Before you can have the initial test for coliac disease (a blood test), you must eat a 'normal' diet (with gluten) for 6 weeks. The equivalent of 4 slices of bread a day. I tried keeping a diary.


After 13 years on the wagon, there were quite a few things I was excited to eat again and many new things that I hadn't tried. Put it this way, I didn't do it the healthy way. Greggs, Dominoes, Krispy Kreme, Lidl bakery, naan breads with a curry, mixed starters from the Chinese, battered sausages, bacon and cheese slices, proper noodles, chicken kievs, cherry pie. I discovered that a few of my old favourites were no longer as great and I discovered many new favourites.


Week 1 observations - Sat: Buy multipack of Scampi Fries in B&M. Husband says "you may want to consider a gym membership". We shop for dinner. The husband seems more excited about shopping options than I do. I'm still waiting for the world of pain. Brunch is fried breakfast with soda bread. It's not as exciting as my usual colourful veggie concoctions. Sun: Up early but no need to pre-prepare breakfast or lunch. Breakfast is a sausage sandwich which is awesomely dull. Later on I buy a chicken slice and I all I can taste is salt. I check the packet, not good. No wonder people are getting so ill. 5 minutes later i feel drained. Is it the salt or wheat making me feel like I just woke up in a hedge? It feels like I haven't eaten a vegetable in days. Had a poo that definitely isn't on the Bristol Poo Scale.

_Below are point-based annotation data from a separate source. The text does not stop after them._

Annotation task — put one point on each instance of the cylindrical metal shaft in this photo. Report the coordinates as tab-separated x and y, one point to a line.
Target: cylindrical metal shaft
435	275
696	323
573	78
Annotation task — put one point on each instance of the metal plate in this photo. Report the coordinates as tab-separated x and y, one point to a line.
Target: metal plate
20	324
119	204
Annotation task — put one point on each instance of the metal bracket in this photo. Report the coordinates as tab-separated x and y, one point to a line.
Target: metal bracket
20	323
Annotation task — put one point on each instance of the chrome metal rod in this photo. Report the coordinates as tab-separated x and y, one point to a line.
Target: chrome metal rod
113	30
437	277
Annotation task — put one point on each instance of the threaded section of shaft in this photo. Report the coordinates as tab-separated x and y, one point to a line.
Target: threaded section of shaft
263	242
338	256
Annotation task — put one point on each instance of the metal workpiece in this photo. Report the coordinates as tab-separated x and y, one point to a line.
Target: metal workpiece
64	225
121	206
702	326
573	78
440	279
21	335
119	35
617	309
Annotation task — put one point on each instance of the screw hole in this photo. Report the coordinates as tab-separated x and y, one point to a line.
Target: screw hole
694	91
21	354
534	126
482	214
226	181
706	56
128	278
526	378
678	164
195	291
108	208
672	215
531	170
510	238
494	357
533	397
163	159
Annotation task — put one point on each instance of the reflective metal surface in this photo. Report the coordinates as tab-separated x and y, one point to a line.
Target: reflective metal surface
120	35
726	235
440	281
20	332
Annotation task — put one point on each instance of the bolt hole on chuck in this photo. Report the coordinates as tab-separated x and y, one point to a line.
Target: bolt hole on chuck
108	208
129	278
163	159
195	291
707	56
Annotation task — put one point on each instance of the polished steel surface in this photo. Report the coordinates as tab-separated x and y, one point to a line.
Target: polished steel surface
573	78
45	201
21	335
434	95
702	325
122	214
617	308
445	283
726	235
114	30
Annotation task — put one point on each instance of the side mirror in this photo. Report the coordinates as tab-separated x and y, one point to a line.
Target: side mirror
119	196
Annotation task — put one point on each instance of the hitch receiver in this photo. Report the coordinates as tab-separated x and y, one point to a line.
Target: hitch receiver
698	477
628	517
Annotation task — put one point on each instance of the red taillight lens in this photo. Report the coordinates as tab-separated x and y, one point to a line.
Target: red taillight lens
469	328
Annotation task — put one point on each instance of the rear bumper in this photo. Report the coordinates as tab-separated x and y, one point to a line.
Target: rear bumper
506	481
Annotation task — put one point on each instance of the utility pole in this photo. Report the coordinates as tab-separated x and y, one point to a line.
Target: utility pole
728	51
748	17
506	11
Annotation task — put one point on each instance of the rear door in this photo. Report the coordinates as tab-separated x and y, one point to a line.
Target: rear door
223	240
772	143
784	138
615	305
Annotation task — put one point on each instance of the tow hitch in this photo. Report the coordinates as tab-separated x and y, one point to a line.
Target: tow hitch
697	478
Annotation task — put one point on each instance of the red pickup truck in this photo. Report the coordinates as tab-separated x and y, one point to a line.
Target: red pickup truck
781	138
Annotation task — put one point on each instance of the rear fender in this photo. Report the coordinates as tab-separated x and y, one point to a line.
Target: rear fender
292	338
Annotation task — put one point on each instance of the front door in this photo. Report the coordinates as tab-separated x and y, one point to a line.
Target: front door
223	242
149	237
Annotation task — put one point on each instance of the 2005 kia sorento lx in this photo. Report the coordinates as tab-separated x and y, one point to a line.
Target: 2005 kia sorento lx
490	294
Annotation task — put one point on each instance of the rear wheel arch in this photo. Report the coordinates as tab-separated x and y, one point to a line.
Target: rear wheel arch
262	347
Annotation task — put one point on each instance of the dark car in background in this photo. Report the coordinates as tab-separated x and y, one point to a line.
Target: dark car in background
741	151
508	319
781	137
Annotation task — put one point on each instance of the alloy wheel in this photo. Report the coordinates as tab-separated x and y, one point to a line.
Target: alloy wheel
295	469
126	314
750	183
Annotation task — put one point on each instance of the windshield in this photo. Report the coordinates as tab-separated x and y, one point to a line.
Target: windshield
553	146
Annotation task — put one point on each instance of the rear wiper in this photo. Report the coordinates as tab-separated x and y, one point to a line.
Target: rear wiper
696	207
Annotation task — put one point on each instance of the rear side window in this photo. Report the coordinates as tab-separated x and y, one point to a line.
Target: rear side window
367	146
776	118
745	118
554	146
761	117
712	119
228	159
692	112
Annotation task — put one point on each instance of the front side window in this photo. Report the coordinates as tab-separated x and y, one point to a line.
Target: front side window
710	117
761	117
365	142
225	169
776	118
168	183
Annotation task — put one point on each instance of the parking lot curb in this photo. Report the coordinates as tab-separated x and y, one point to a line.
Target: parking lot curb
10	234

Week 2 observations - Thu: Almost completely out of love with gluten after a very disappointing lunch. Weirdly I miss GF food. Perhaps they use better quality ingredients? I'm certainly more excited about a new GF product than eating something with gluten in it.



Week 4 observations - Normal foods feels so below par. Like no effort has been made to make it nice. Nothing is memorable. I'm struggling to think of any product I'd buy again. All the food discounted in the supermarkets is convenient with minimal nutrition. It's so easy to be very lazy.

But there were bigger discoveries during this time. There were whole aisles in the supermarket I'd never walked down in years, except to get to the tills. I had to take the supermarkets a section at a time. Week 1 breads, week 2 cereals etc. It was too much to do in one go. The choice was overwhelming and seemingly more ridiculous than 13 years ago. Why was there a whole aisle of breakfast oat bars? Why sell individual giant bourbon biscuits?


My plates became beiger. I missed colour and everything tasted way too salty. I put on weight quickly and my metabolism slowed to nothing.

Also during week 4, I wrote 'Realising how much we're ripped off. The supermarkets didn't just replace the flour in normal items. They created new and very expensive ranges of 'free from' food.'

I realised that I'd become completely reliant on these ranges. As much as I shopped at Lidl and Aldi for fruit, veg, rice etc, I needed bread and pasta. I had no choice but to slope back to the bigger chains for some essentials. I hated them for this. If they removed flour from normal foods, there would be more choice overall.

My general wellbeing was suffering but gluten wasn't giving me any bowel trouble. I kept waiting for it, but nothing happened. By the end of the 6 weeks, something started to feel not right. I started to feel like I had years ago, it felt so odd to feel a discomfort and a worry after so many years. I was getting a soreness in my lower abdomen, I couldn't go to the toilet properly (too hard, too soft or too infrequent), I was permanently bloated, I felt depressed, my immunity was down and my mouth was full of ulcers. I thought maybe the results might be positive.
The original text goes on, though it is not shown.